Mark Schneider, vice president and institute fellow at the American Institutes for Research, served as commissioner of the National Center for Education Statistics under President George W. Bush. Jorge Klor de Alva is the president of the Nexus Research and Policy Center.
By Mark Schneider and Jorge Klor de Alva
One of the most compelling arguments in favor of government support of colleges and universities is that higher education helps each generation of young adults achieve one of the great American dreams: to do better economically than their parents.

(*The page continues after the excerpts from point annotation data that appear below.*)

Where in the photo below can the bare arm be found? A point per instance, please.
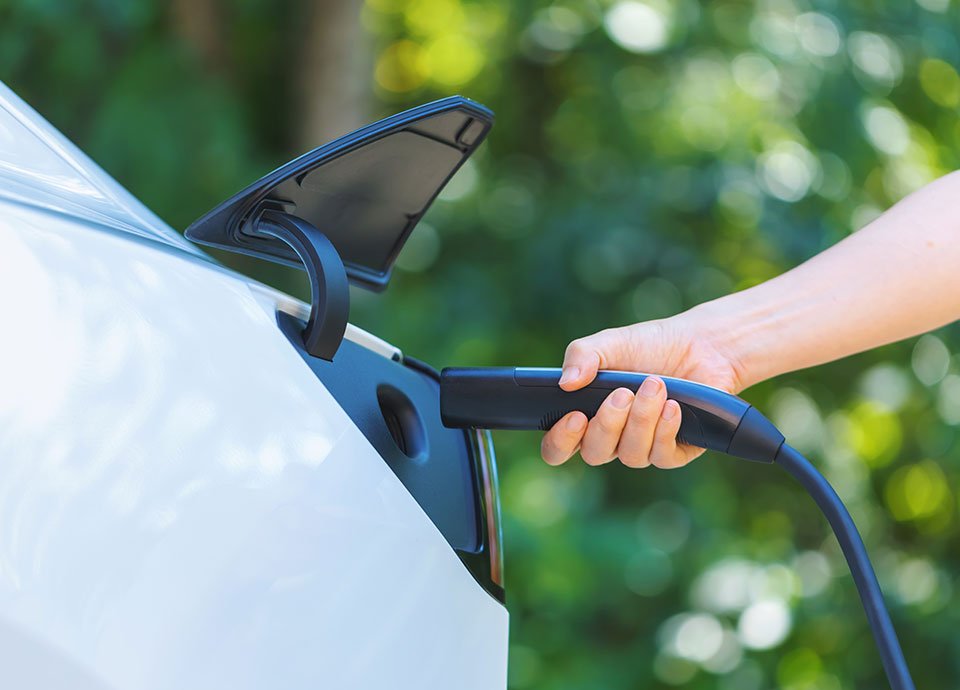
(895, 278)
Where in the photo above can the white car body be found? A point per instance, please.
(182, 503)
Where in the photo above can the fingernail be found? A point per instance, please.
(650, 387)
(570, 374)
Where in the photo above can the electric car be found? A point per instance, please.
(205, 483)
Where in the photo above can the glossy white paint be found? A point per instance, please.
(182, 504)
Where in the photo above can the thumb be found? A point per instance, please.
(607, 349)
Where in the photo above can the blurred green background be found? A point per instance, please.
(648, 155)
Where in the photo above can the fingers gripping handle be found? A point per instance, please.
(527, 398)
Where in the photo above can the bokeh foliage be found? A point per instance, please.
(648, 155)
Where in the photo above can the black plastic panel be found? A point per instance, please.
(438, 466)
(365, 191)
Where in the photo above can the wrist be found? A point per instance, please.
(742, 332)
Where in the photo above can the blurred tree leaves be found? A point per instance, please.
(648, 155)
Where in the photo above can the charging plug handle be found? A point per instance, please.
(529, 398)
(518, 398)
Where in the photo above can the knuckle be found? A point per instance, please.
(645, 412)
(632, 458)
(592, 457)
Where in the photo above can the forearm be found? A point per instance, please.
(897, 277)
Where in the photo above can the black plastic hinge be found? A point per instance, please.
(329, 289)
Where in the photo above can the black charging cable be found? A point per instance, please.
(530, 398)
(851, 544)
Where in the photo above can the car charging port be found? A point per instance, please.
(403, 422)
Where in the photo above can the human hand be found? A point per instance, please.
(638, 428)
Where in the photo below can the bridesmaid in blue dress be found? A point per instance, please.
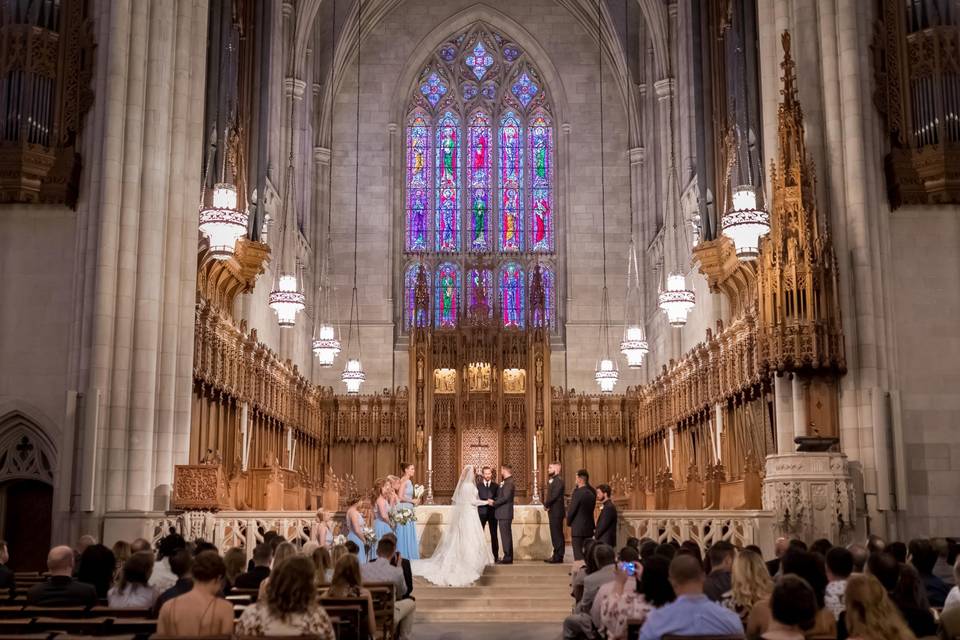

But colleges vary widely in their contribution to this dream because taxpayers support colleges in different ways—and at vastly different levels. Public institutions frequently go begging because they are supported by a combination of steadily rising tuition and declining tax revenue. And state legislatures must publicly balance the share of tax revenue allocated to these colleges against competing budget demands, such as highways, health care and public K-12 education.
In contrast, taxpayers, for the most part, unknowingly support private institutions primarily through tax deductions and exemptions. For example, gifts to university endowments are tax deductible and the earnings on these endowments are exempt from taxation, as are the endowments themselves. For elite private institutions, those with endowments in the billions of dollars, the size of these tax breaks can dwarf the direct subsidies that taxpayers send to public institutions.
These tax breaks are rarely debated because they are hidden in the tax code. Meanwhile affluent private universities, claiming their importance to the realization of the American dream, do everything in their power to silence any questioning of their right to enrich themselves through favorable tax treatment. However, it is important to remember that these tax breaks are not divinely ordained. Rather, they flow from congressional acts aimed at improving the public welfare. Without doubt, America’s richest universities use their wealth to provide important benefits to society, such as support for research and student financial aid. But their inherent exclusivity leads them to fail at fostering the most critical dimension of the American dream: social mobility. And that should lead Congress to ask whether the extent of the tax subsidies granted to the nation’s wealthiest universities is justified.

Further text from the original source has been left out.